Il governo continua a ignorare il settore che rimane in lockdown. La preoccupazione di gestori e dipendenti delle sale bingo (12.000 occupati). E Marcotti (Federbingo) replica alle polemiche di Crimi (M5s): “Venga nelle nostre sale”

“Lo Stato si è dimenticato di noi”. Inizia così il duro sfogo di Raffaele, 40 anni, gestore della sala bingo di via Ugo la Malfa di Palermo (“Bingo la Malfa”). “Siamo chiusi dal fatidico 8 marzo - racconta - e ancora nessuno ci dice quando e se possiamo riaprire. Decreto Cura Italia, Liquidità, Rilancio, niente di niente: nessun accenno al settore del comparto gioco. Siamo stati esclusi da tutto”.

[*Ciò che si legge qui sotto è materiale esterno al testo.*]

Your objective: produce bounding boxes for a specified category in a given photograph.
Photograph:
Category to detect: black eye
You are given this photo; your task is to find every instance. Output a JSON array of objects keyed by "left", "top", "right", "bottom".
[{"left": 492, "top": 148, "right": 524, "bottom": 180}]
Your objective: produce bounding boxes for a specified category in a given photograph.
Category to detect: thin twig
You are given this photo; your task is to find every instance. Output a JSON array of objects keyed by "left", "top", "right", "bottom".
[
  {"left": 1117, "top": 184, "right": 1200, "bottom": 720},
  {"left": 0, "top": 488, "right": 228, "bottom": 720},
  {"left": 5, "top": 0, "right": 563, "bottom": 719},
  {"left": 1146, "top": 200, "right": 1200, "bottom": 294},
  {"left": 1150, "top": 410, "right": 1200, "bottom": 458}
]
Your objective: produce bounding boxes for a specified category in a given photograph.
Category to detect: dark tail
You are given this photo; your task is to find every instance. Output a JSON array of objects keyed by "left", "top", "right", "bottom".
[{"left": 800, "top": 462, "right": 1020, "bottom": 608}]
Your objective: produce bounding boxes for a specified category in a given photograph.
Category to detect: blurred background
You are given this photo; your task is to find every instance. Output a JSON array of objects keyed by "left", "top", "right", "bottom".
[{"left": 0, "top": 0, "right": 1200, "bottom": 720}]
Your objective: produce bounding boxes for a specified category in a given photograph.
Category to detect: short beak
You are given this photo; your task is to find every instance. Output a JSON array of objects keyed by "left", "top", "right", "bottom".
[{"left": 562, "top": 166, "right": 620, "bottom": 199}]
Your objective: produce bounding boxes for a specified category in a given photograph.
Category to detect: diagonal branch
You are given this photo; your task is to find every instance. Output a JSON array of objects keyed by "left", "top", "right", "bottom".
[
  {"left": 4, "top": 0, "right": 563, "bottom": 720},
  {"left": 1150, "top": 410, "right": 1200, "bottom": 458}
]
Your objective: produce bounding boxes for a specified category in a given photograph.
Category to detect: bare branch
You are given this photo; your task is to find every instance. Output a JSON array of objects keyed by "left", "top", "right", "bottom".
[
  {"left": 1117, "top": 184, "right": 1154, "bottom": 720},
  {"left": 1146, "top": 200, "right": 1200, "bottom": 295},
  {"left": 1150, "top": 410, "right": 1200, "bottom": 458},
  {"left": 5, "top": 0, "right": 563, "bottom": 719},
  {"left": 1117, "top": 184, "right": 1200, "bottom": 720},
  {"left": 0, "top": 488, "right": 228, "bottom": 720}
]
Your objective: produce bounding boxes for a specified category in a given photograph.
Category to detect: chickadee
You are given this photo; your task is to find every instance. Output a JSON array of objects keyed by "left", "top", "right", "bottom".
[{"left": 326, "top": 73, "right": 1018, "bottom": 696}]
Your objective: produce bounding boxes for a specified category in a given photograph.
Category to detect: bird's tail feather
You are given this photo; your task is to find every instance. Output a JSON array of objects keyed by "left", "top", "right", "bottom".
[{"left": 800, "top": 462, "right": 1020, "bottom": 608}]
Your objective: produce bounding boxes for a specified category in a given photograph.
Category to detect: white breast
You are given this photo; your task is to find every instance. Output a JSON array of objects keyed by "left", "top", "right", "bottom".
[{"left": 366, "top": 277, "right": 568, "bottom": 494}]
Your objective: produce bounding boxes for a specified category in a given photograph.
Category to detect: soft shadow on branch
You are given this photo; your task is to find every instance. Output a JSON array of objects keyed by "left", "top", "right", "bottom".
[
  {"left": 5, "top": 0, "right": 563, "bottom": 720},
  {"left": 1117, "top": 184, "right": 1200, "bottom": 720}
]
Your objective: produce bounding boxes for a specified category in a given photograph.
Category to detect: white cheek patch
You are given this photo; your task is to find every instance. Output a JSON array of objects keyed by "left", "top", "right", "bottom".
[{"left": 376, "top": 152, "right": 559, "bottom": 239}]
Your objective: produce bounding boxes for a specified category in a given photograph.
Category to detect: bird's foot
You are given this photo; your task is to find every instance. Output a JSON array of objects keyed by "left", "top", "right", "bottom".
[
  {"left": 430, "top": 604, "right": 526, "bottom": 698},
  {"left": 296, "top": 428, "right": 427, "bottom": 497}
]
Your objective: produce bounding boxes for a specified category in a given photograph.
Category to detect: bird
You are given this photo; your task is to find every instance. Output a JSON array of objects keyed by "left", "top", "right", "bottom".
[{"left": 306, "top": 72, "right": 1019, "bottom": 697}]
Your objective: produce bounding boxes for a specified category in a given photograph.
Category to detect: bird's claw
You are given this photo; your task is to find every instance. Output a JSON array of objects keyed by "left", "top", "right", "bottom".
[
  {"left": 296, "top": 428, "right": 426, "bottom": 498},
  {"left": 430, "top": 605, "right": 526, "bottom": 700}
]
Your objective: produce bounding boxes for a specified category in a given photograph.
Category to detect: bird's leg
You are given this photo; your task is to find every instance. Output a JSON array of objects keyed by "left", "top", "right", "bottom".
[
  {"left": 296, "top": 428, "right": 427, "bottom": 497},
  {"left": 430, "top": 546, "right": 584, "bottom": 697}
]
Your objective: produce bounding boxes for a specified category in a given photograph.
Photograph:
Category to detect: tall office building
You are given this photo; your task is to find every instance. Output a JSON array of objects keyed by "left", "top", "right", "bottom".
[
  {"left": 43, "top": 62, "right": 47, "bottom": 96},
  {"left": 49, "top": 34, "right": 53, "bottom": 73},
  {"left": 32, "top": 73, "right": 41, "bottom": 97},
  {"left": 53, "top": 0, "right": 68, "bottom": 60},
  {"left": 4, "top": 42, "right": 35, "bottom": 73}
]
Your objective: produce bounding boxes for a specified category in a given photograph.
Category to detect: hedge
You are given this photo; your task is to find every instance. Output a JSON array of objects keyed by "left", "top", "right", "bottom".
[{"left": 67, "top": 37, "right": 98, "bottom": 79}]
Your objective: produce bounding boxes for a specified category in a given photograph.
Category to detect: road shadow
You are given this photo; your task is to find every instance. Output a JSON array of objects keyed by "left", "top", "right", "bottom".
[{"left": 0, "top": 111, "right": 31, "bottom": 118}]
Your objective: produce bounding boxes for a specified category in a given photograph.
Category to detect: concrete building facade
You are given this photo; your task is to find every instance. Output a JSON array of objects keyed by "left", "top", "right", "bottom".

Delusione, rabbia e rassegnazione. Sono questi tre i sentimenti che prova l’imprenditore palermitano che non dimentica il fattore più importante di questo blocco delle attività: le persone. “Sono preoccupato - rivela - per tutti i nostri dipendenti e per tutti coloro che lavorano nel comparto gioco. Per fare un esempio, solo nelle sale bingo italiane lavorano circa 12.000 persone. Si sta creando una situazione paradossale in cui si è venuto a delineare un quadro ben preciso: esistono dipendenti di serie A, di serie B e di serie C”.

 

Da Palermo a Roma la situazione non cambia. Maria, che lavora in una società che gestisce sale bingo, scrive al Foglio: “Non si capisce che questo settore permette a intere famiglie di pagare mutui, affitti, bollette e spesa. Perché nessuno ci dice quando riaprire?”. “Non dimentichiamoci - aggiunge - che le sale sono gestite dai Monopoli e senza il controllo dello Stato il tutto andrebbe in mano alla criminalità organizzata”.

  

  

Già lo scorso 5 maggio, sul Foglio, avevamo raccontato il danno che lo “stallo”, deciso dal governo, sta provocando alle casse dello stato. A spingere per tenere chiuse le aziende attive nel settore soprattutto il M5s. Non a caso lo scorso 30 aprile il capo politico ad interim del Movimento Cinque Stelle, Vito Crimi, twittava: “Slot machines e gioco d'azzardo devono essere gli ultimi a tornare in attività. La decisione di posticiparne la riapertura è positiva, accoglie le nostre richieste. Se non riaprissero più sarebbe meglio. Continua la nostra battaglia di civiltà in difesa della salute dei cittadini”.

 

 

Parole che hanno scatenato l’ira di tutti gli operatori. Italo Marcotti, presidente di Federbingo parte proprio da quel tweet e rilancia: “Partendo dal presupposto che non riaprire le sale bingo significa tenere chiusa Fca, visto che questo settore conta 12.000 occupati, invito personalmente l’onorevole Crimi in tutte le nostre sale italiane per parlare con i nostri dipendenti e i nostri clienti e vivere la nostra realtà. Non si capisce, tra le tante cose, che il bingo, oltre a essere un gioco a basso contenuto di dipendenza (come evidenziato da uno studio effettuato dall’Istituto Superiore della Sanità) permette a tanta gente di non rimanere da sola, di stare in compagnia, di coltivare amicizie e in alcuni casi anche di innamorarsi”.

 

“Bisogna ricordare - prosegue - che il giro d’affari intorno al bingo è di circa 1 miliardo e 500 milioni di euro e che il reddito erariale si attesta a circa 320 milioni di euro. Inoltre dove c’è il gioco illegale, c’è la mafia. Eppure gli imprenditori e i dipendenti di questo settore sono dei cittadini fantasmi. In molti, infatti, non riescono a ottenere nessun servizio da parte delle banche: dall’apertura del conto, fino ad arrivare al mutuo e alla fideiussione”. 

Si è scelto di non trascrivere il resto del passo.